The term “habitat restoration” includes—
(i) an activity conducted to return a project site, to the maximum extent practicable, to the ecological condition that existed prior to the loss or degradation, including—
(I) removing tile drains or plugging drainage ditches in former or degraded wetland;
(II) returning meanders and sustainable profiles to straightened streams;
(III) burning grass communities heavily invaded by exotic species to reestablish native grass and plant communities; and
(IV) planting plant communities that are native to the project site;
(ii) if restoration of a project site to its original ecological condition is not practicable, an activity that repairs 1 or more of the original habitat functions and that involve the use of native vegetation, including—
(I) the installation of a water control structure in a swale on land isolated from overbank flooding by a major levee to simulate natural hydrological processes; and
(II) the placement of streambank or instream habitat diversity structures in streams that cannot be restored to original conditions or profile; and
(iii) removal of a disturbing or degrading element to enable the native habitat to reestablish or become fully functional.
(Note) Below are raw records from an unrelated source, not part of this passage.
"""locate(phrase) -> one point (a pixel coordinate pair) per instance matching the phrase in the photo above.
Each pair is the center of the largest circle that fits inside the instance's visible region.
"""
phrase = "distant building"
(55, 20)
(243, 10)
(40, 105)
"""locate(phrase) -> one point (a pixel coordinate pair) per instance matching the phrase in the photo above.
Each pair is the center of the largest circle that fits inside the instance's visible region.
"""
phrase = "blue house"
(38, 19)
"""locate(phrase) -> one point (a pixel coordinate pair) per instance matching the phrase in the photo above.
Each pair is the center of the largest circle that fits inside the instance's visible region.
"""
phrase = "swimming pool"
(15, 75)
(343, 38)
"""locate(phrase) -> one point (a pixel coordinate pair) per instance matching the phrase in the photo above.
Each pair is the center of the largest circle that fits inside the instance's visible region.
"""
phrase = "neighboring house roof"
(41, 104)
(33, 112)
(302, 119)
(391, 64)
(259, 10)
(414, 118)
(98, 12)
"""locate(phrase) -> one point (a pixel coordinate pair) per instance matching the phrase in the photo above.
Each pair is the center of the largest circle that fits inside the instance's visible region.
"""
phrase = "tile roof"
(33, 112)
The term “private land” means any land that is not owned by the Federal Government or a State.
The term “private land” includes tribal land and Hawaiian homeland.
The term “project” means a project carried out under the Partners for Fish and Wildlife Program established by section 3773 of this title.
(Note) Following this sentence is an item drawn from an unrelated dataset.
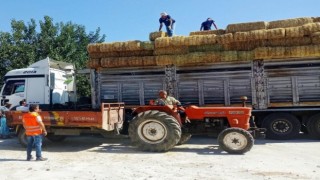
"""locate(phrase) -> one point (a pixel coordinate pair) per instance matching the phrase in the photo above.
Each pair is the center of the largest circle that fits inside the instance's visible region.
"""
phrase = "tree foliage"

The term “Secretary” means the Secretary of the Interior.
(Pub. L. 109–294, §3, Oct. 3, 2006, 120 Stat. 1352.)
The Secretary shall carry out the Partners for Fish and Wildlife Program within the United States Fish and Wildlife Service to provide—
(1) technical and financial assistance to private landowners for the conduct of voluntary projects to benefit Federal trust species by promoting habitat improvement, habitat restoration, habitat enhancement, and habitat establishment; and
(2) technical assistance to other public and private entities regarding fish and wildlife habitat restoration on private land.
(Pub. L. 109–294, §4, Oct. 3, 2006, 120 Stat. 1354.)
There is authorized to be appropriated to carry out this chapter not more than $75,000,000 for each of fiscal years 2006 through 2011.